As everyone knows, Mark Twain was fascinated with rivers. His most famous book, the adventures of Tom Sawyer and Huckleberry Finn takes place on the riverbanks of the Mississippi River. Mark Twain was a traveler by nature, and he was one of the first adventure travelers to write about his experiences while traveling to far away places. Clemens himself was a river pilot, who navigated up and down the Mississippi River. In time, he retired and took to writing and holding conferences about his travels through the World. Together with John Lloyd Stevens and Frederick Catherwood, Mark Twain is one of the original adventure travelers of the world!
Samuel Clemens took up a job offer in the East Coast. Thus, he as forced to travel from San Francisco to New York. Mark Twain had already taken the long, dangerous overland route across the Wild West. So he decided upon hiring passage with the Transit Company out of San Francisco, via Nicaragua and on to New York City. The trip included sailing south of San Francisco to the Port of San Juan del Sur in Nicaragua. There a short 20-mile stagecoach trip took him across the Rivas Isthmus to Lake Nicaragua. His travels would take him across the lake to the River Port of San Carlos. This is where the lake empties out to the Caribbean via the San Juan River.

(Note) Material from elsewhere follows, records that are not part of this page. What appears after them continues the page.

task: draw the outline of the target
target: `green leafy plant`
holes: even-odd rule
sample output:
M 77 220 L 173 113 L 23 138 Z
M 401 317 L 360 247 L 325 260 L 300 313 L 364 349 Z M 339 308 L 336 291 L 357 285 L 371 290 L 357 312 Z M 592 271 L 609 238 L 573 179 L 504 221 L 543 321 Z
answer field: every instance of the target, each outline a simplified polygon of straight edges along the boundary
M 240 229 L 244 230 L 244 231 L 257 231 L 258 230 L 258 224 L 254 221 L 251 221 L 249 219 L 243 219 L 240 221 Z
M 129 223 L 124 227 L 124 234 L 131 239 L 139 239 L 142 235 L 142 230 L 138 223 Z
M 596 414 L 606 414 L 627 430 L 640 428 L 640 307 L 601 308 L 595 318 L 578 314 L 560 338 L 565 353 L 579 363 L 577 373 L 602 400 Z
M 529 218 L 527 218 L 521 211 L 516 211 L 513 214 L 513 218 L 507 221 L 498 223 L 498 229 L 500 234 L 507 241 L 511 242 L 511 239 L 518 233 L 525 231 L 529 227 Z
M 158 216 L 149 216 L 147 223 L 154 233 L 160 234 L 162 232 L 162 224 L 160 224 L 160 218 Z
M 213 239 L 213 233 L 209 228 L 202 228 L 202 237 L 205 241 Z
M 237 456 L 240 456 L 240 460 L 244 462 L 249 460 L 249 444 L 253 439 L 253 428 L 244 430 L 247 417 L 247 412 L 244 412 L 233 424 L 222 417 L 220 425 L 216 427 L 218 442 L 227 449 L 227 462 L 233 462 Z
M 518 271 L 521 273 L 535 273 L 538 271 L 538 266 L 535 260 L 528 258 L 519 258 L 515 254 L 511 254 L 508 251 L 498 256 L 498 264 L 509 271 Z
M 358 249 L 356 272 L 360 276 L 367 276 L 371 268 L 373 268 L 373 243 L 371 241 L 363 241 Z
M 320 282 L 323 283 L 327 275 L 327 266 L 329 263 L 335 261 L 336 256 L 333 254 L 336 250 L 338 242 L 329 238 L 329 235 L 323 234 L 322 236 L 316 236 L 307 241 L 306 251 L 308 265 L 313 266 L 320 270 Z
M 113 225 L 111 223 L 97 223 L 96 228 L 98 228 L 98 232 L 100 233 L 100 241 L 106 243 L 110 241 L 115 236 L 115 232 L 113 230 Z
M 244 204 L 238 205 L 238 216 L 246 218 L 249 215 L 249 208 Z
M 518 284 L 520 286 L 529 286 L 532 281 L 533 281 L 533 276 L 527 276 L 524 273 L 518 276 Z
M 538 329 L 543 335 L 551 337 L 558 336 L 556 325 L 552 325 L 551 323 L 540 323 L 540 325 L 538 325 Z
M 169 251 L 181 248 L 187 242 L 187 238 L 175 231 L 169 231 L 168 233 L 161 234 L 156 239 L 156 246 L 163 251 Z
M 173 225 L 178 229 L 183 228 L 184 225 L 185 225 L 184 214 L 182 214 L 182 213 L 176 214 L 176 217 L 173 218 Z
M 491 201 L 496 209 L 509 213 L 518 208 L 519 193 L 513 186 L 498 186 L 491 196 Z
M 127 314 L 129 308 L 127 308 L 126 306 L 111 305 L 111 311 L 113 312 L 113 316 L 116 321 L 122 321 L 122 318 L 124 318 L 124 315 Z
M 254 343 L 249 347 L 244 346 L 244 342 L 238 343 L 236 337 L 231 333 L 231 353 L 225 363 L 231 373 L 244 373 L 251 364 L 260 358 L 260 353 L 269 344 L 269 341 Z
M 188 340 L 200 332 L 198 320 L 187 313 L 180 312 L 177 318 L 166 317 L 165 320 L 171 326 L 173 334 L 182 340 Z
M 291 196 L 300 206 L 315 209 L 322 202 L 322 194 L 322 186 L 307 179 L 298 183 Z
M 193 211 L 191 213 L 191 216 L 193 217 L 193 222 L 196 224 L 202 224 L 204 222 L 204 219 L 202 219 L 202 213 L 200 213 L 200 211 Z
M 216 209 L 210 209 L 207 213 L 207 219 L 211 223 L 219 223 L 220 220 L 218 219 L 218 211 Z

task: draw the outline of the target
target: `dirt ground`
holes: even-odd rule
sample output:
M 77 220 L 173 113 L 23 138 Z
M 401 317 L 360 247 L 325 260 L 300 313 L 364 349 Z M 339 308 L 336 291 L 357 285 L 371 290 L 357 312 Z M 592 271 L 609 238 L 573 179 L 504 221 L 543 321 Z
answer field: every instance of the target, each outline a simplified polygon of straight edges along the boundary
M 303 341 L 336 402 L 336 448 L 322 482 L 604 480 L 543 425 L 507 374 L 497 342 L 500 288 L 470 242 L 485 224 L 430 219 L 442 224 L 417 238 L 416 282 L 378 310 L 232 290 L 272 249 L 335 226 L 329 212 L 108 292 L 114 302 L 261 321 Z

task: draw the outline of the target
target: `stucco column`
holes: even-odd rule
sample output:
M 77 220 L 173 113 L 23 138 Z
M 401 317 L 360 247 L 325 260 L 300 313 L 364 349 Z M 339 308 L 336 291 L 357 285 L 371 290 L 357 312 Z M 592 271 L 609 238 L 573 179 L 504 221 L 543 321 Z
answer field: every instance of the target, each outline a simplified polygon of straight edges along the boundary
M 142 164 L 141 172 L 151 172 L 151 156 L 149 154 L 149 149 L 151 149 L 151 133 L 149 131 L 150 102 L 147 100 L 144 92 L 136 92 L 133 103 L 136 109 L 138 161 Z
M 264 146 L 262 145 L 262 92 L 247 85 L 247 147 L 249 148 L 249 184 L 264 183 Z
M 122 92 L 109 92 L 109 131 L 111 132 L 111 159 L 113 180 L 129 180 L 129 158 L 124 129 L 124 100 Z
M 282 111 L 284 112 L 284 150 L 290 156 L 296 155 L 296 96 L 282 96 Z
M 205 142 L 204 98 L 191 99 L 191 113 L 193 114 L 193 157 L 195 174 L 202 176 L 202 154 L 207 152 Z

Imagine the expression on Mark Twains face when he saw the massive volcanoes of the Ometepe Island! Never had he seen such a sight while navigating the Mississippi River! The 120-mile ride down the San Juan River mesmerized him. Thick jungle canopy on both sides were hostile to human communities. Howler monkeys would howl signs of warning to the steamships sailing up and down the river. A short stop was made at the community of El Castillo. This was a technical stop to unload passengers and cargo to lighten the ship. A tough maneuver around a set of river rapids was easier and safer with a light ship. I can imagine the empathy that Samuel Clemens felt with the ships pilot as he maneuvered his ship through these tricky waters in front of El Castillo!
Eventually, he arrived at the bustling port city of Greytown on the Caribbean Coast. Here the river steamboat would turn around and get ready for another trip up the river with the passengers who had just arrived from New York. For Clemens, it was time to take a last glimpse at the tropical jungles of Central America before sailing north on his steamship bound to the northeast. Mark Twain wrote about this experience. If you want to know more about Mark Twain in Nicaragua, read his book titled, Travels with Mr. Brown.